Il y a des vies qui paraissent n’avoir été vécues que pour être racontées dans un livre. Ainsi, celle de Belmonte, avec ses anecdotes tellement fameuses qu’on ne sait plus si le texte décrit la réalité ou si ça n’est pas plutôt l’inverse.
Celle de Joselito est de la même espèce : un roman qui attend son auteur. A-t-on idée, quand on va devenir figure de la tauromachie, de voir le jour dans un quartier chic de Madrid alors que vos parents vivent dans un minable gourbi ? D’être abandonné par sa mère ? D’assister son père dans ses petites affaires de dealer ?
C’est comme ça que commence la vraie vie de Joselito, le vrai, comme un roman d’apprentissage : un enfant malheureux victime de la cruauté des adultes et surtout de l’insouciance de son père, un filou, un noceur toxicomane qu’on n’arrive jamais à détester.

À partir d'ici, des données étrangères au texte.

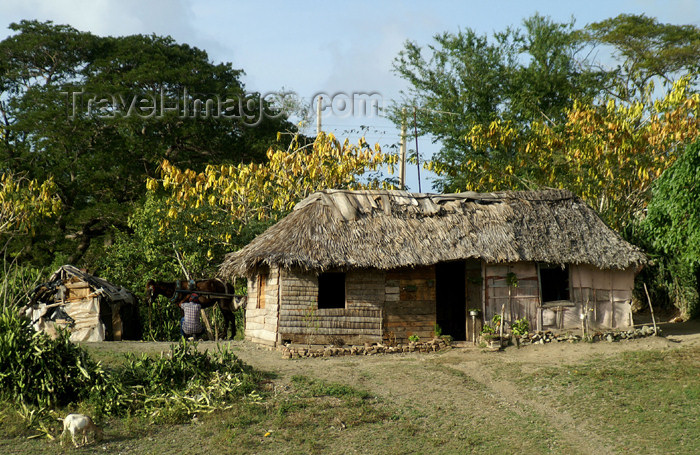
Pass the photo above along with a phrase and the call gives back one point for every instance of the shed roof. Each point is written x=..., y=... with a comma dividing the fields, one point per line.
x=99, y=285
x=386, y=229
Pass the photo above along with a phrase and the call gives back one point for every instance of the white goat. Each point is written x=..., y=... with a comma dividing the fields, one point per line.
x=80, y=424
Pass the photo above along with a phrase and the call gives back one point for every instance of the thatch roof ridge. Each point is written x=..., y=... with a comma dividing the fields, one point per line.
x=385, y=229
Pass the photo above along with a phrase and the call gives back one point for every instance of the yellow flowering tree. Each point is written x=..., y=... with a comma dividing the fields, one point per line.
x=23, y=201
x=262, y=191
x=204, y=215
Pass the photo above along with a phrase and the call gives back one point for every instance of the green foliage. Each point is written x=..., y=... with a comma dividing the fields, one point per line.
x=646, y=50
x=671, y=234
x=518, y=84
x=174, y=386
x=516, y=75
x=35, y=369
x=18, y=282
x=100, y=157
x=520, y=327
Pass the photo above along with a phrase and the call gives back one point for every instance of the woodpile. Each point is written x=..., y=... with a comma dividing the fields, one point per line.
x=299, y=351
x=608, y=336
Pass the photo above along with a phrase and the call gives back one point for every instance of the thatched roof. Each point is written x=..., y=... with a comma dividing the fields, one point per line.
x=339, y=229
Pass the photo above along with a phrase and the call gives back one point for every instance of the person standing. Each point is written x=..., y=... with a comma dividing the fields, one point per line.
x=191, y=323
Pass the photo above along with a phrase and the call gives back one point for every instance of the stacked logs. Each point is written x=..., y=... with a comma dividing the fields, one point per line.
x=296, y=352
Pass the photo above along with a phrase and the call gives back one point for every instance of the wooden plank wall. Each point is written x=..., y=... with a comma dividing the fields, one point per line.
x=410, y=304
x=609, y=297
x=261, y=323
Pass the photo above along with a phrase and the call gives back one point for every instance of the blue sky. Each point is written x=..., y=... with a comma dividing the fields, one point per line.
x=327, y=46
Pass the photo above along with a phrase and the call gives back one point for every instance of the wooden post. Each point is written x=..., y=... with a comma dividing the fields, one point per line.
x=612, y=304
x=653, y=319
x=540, y=321
x=503, y=314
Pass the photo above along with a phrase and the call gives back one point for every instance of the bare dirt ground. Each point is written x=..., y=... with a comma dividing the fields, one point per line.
x=465, y=383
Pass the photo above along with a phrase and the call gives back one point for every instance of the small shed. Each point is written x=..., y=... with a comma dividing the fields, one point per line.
x=370, y=266
x=91, y=308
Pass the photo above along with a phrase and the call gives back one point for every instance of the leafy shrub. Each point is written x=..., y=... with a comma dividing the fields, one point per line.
x=520, y=327
x=670, y=233
x=176, y=385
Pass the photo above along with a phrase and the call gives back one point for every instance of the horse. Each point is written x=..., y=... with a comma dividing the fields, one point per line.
x=180, y=291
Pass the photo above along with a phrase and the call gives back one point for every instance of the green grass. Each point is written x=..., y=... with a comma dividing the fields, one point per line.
x=637, y=402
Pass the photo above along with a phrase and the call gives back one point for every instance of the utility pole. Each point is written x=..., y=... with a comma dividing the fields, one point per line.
x=402, y=163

Le jeune Joselito, au début du livre, c’est David Copperfield qui aurait quitté l’Angleterre victorienne pour l’Espagne de la movida.

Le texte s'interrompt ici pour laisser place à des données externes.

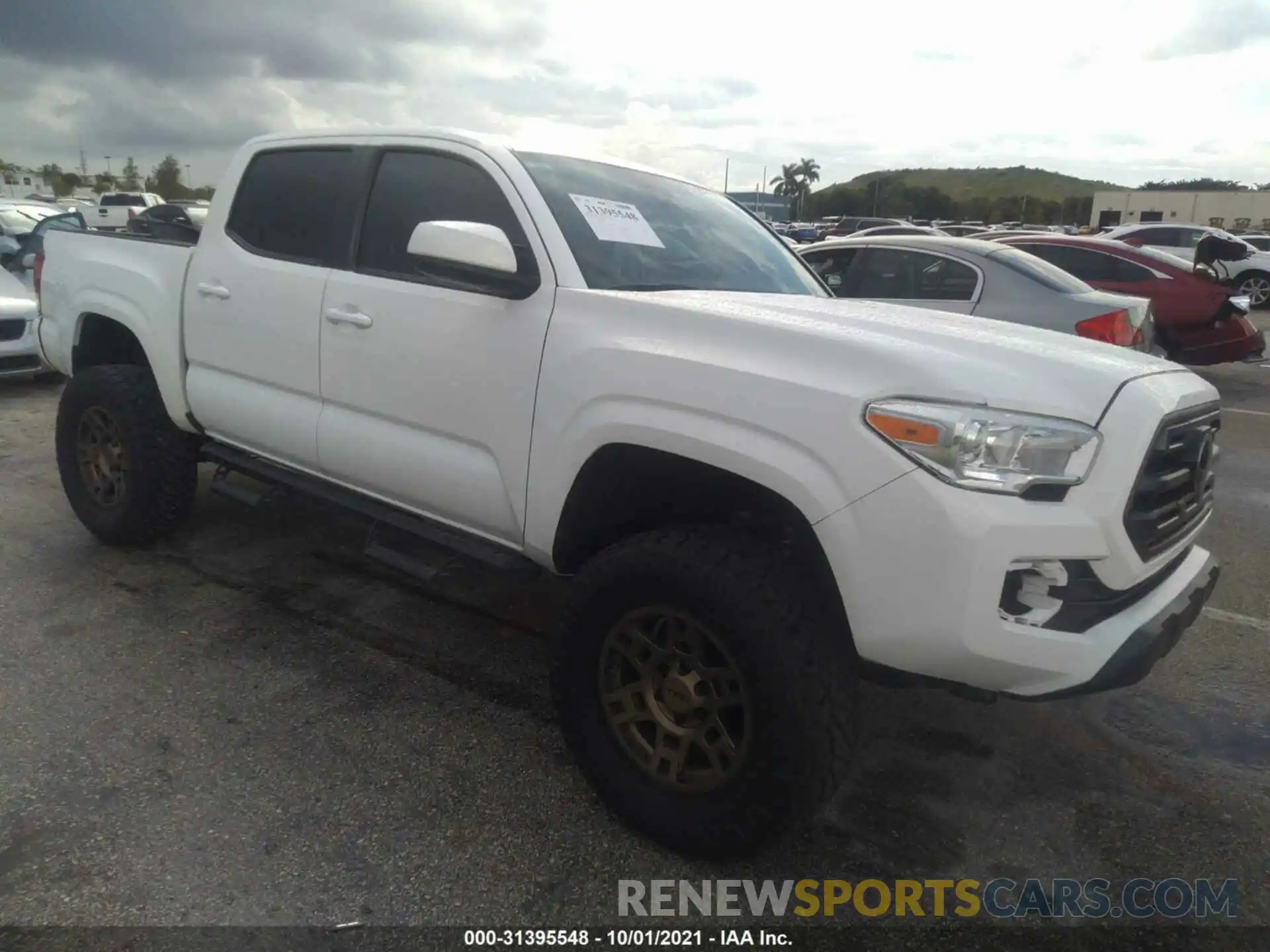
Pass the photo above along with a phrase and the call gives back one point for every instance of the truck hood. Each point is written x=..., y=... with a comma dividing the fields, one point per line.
x=880, y=349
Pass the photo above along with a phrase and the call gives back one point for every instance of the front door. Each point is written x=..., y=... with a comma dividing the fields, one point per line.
x=429, y=372
x=253, y=301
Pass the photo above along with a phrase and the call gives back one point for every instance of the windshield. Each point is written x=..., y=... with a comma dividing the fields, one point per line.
x=24, y=218
x=1039, y=270
x=634, y=230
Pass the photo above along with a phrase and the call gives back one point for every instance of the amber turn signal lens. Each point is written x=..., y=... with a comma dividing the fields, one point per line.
x=902, y=430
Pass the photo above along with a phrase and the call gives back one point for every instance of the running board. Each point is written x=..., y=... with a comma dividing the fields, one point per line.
x=429, y=530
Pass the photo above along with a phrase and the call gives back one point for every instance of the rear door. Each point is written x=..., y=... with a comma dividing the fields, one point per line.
x=253, y=300
x=916, y=278
x=429, y=370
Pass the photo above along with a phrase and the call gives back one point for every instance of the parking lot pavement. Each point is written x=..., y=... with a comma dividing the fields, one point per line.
x=251, y=724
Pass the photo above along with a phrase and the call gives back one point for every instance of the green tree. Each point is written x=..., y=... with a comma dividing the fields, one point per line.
x=165, y=179
x=130, y=179
x=1205, y=184
x=788, y=186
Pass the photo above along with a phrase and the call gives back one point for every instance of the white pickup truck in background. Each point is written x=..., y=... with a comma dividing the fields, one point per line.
x=762, y=493
x=114, y=210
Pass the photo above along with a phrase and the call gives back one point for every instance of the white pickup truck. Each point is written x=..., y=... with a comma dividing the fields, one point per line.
x=762, y=493
x=114, y=210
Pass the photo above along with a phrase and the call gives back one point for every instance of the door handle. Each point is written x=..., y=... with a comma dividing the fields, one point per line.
x=212, y=291
x=337, y=315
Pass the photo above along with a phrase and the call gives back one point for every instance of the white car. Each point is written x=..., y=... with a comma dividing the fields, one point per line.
x=114, y=210
x=19, y=349
x=18, y=220
x=1250, y=277
x=759, y=492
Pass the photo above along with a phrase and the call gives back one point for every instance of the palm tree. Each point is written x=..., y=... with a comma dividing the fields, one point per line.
x=788, y=184
x=808, y=171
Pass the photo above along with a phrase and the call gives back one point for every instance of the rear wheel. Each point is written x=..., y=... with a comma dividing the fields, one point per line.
x=1256, y=286
x=700, y=695
x=128, y=473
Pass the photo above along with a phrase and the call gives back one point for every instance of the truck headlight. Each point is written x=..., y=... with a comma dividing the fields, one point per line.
x=981, y=448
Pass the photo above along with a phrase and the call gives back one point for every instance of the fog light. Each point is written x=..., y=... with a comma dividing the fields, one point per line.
x=1025, y=597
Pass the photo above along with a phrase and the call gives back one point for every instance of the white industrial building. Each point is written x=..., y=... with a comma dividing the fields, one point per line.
x=1221, y=210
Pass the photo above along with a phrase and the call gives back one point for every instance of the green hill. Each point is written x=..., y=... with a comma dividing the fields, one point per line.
x=964, y=184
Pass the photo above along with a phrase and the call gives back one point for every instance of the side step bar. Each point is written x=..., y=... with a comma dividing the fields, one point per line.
x=429, y=530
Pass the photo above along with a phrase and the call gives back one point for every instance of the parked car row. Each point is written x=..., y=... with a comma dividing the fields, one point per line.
x=761, y=493
x=1129, y=295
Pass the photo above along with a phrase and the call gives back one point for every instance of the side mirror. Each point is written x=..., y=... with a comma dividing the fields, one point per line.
x=464, y=243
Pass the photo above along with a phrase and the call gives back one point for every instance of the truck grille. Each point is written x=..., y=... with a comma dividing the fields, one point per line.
x=1175, y=488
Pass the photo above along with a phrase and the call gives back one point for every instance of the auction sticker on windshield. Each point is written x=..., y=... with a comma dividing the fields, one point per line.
x=616, y=221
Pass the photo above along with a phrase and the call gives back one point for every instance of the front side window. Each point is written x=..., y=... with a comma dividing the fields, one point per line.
x=901, y=274
x=832, y=266
x=294, y=204
x=633, y=230
x=419, y=187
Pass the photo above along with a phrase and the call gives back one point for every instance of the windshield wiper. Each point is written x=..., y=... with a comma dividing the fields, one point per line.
x=651, y=287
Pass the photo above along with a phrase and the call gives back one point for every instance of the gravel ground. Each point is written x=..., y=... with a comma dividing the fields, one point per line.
x=252, y=725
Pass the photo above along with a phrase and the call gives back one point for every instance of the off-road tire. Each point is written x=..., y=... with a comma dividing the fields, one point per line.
x=163, y=461
x=799, y=668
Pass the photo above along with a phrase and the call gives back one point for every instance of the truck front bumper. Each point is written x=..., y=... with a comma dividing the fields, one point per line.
x=1024, y=597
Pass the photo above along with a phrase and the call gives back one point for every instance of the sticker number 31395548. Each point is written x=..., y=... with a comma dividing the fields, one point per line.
x=616, y=221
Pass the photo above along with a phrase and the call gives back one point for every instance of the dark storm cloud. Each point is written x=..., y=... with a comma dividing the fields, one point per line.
x=1218, y=28
x=300, y=40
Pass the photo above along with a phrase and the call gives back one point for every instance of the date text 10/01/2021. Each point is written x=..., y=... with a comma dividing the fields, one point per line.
x=625, y=938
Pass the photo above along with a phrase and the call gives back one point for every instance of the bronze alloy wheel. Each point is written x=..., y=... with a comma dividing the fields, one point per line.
x=102, y=461
x=675, y=698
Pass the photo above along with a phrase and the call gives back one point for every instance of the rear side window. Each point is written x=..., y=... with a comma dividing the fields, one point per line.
x=1039, y=270
x=417, y=187
x=295, y=205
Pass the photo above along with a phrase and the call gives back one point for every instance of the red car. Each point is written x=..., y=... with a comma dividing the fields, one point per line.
x=1198, y=320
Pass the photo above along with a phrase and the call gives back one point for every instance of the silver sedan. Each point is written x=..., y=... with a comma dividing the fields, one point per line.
x=982, y=278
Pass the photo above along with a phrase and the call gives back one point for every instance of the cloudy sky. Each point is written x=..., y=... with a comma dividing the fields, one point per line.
x=1123, y=91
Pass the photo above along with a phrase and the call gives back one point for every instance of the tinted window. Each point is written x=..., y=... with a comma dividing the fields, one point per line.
x=1039, y=270
x=417, y=187
x=1165, y=238
x=665, y=233
x=1054, y=254
x=294, y=205
x=1191, y=237
x=894, y=273
x=832, y=266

Vient ensuite la rencontre avec la tauromachie et le personnage clé de la carrière de notre torero : Enrique Martín Arranz. C’est un professeur de tauromachie autoritaire, puis un père de substitution tyrannique, enfin un père tout court. Un type que notre héros vénère, mais qu’on n’arrive pas à aimer tout à fait.

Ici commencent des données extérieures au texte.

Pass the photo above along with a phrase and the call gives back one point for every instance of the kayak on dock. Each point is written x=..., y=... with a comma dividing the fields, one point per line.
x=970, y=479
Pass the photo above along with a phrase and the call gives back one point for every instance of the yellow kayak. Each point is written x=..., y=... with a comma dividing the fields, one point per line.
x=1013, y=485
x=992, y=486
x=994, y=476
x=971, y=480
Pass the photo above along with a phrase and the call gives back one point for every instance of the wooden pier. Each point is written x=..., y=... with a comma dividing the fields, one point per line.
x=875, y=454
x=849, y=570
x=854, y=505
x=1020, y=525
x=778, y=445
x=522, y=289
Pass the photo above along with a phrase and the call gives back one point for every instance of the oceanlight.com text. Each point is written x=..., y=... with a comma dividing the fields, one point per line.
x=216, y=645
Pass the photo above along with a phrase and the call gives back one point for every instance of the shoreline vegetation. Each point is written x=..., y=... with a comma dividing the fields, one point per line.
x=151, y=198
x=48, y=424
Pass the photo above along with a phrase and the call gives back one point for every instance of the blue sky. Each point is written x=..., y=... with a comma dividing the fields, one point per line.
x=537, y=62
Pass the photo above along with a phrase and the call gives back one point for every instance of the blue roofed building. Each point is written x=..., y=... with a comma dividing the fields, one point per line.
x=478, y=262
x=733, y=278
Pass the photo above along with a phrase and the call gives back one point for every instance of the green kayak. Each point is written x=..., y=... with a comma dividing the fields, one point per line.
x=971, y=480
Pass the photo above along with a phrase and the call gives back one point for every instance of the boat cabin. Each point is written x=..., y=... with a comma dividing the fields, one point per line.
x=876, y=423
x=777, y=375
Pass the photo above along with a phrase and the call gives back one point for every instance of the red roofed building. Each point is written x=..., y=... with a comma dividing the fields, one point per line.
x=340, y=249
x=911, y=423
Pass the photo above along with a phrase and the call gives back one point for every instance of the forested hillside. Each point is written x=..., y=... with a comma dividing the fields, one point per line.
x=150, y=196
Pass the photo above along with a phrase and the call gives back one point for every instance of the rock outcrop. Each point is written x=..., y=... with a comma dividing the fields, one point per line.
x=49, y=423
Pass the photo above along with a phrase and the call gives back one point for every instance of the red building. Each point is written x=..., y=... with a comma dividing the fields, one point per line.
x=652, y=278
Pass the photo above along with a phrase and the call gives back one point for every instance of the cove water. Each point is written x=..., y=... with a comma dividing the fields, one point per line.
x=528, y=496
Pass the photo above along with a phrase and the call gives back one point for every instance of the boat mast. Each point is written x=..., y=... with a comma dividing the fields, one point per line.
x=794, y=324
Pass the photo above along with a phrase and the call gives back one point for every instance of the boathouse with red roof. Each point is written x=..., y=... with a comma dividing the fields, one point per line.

L’adolescence taurine de Joselito à l’école taurine de Madrid, puis dans la maison d’Enrique qu’il partage avec El Fundi et Bote, c’est une vie de légionnaire. Entraînement à n’en plus finir, discipline de fer et brimades. El Fundi craque, Bote se fait blesser et la figure taurine de Joselito se forme. Cette silhouette arrogante et fragile, ce halo de mélancolie dans quoi il donnait toujours l’impression d’évoluer quand il était vêtu de lumières, ce regard qui osait si rarement se lever vers les gradins, tout ce qui faisait le charme de ce torero se comprend à la lecture de ces pages.
Ce livre si fort, si personnel, cède hélas aux conventions du genre. Se trouvent ainsi rassemblés, heureusement dans un seul chapitre, toutes sortes de lieux communs sur la tauromachie. Parmi lesquels la sempiternelle phrase de Belmonte (hélas !) selon laquelle se torea como se es, on torée comme on est. Une banalité tautologique dont les taurins nous rebattent unanimement les oreilles (en prenant l’air inspiré) depuis des générations.
A ce détail près, Joselito le vrai qui abonde par ailleurs en révélations savoureuses sur les relations du maestro avec ses collègues Ponce, Rincón, Jesulín ou José Tomás est un texte passionnant.
Un livre indispensable dans la bibliothèque taurine.
Joël Jacobi
Joselito, le vrai est paru aux éditions Verdier.